Project 1 (DISCOVERING DNA METHYLATION FROM PACBIO LONG-READS)
Whole-genome bisulfite sequencing (WGBS) is considered the "golden standard" in DNA methylation identification, however, usually <80% of BS-seq reads (100~150bp) can be uniquely mapped leaving many regions unexplored. Particularly, those un- & multi- mappable sequences (e.g. repeated elements) are highly interesting with regard to epigenetics. Long-read sequencing (LRS) technology provides nearly complete genome coverage, as well as, fortunately, the modification information. In this project, I would like to improve the present approach of reading epigenetic modifications directly from the raw sequencing data. Through the construction of the PAN-methylome in Arabidopsis, we would next discover the links between complex genetic variations and DNA methylation.
Project 2 (CONTRIBUTIONS OF GENETIC HETEROGENEITY TO COMPLEX TRAITS)
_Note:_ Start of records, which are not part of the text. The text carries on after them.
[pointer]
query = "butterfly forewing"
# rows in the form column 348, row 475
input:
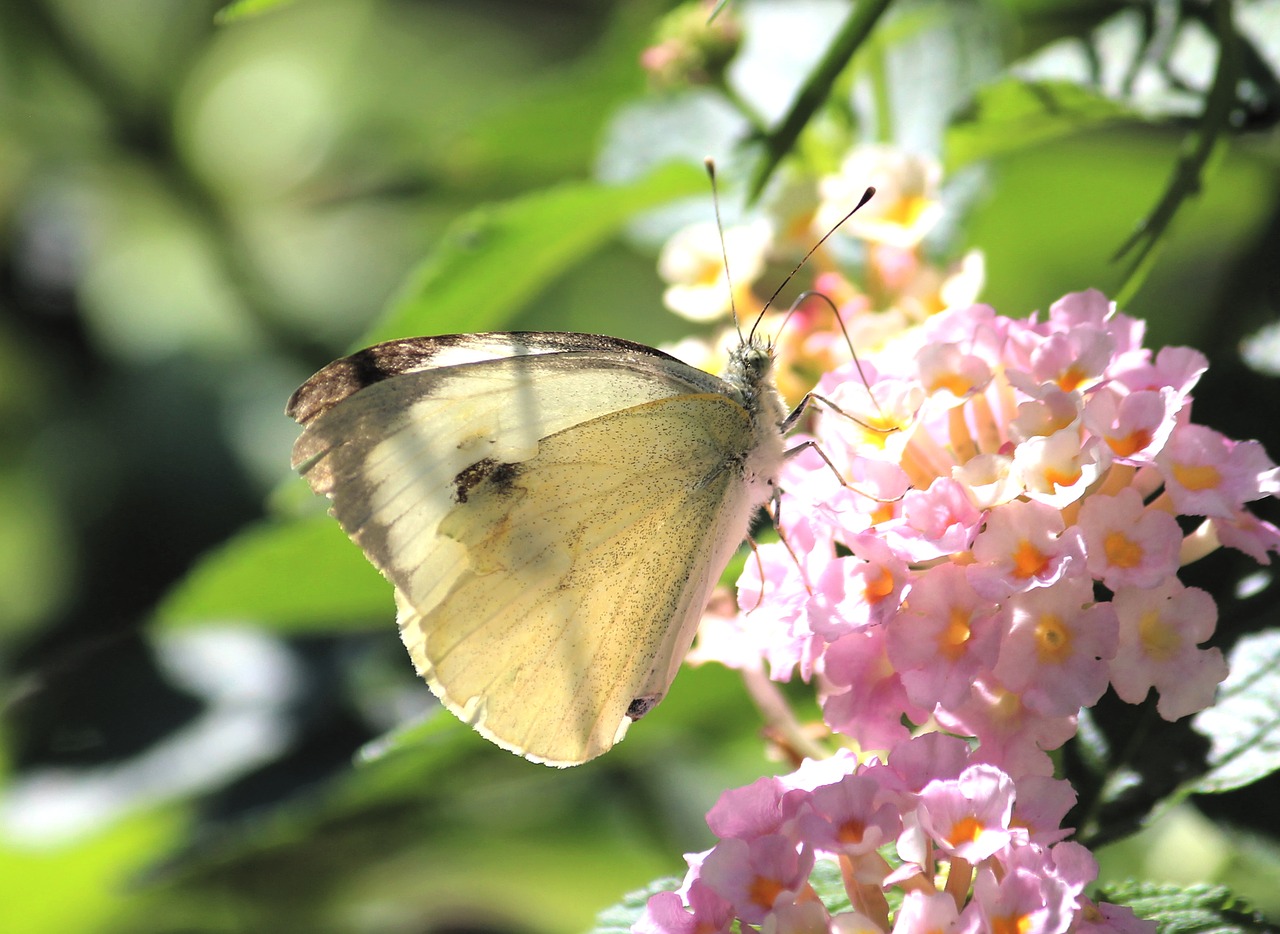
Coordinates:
column 552, row 509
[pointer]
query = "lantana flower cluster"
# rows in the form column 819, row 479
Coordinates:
column 952, row 824
column 981, row 532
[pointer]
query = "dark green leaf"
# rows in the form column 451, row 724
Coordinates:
column 292, row 576
column 497, row 257
column 1013, row 114
column 1244, row 724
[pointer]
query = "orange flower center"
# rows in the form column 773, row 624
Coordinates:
column 955, row 636
column 1052, row 639
column 851, row 831
column 1121, row 550
column 1130, row 443
column 764, row 892
column 1197, row 477
column 1028, row 561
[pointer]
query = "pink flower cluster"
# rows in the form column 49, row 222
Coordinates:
column 996, row 539
column 981, row 538
column 949, row 819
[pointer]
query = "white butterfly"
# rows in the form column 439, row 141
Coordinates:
column 553, row 511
Genome-wide association studies (GWAS) are now a routine tool for complex traits — and it is widely recognized that only a tiny fraction of the genetic variation can be explained using mappable loci. Although the simplest explanation for this remains polygenicity, genetic heterogeneity may also contribute. I am working on developing a new pipeline to deal with the genetic heterogeneity in plants.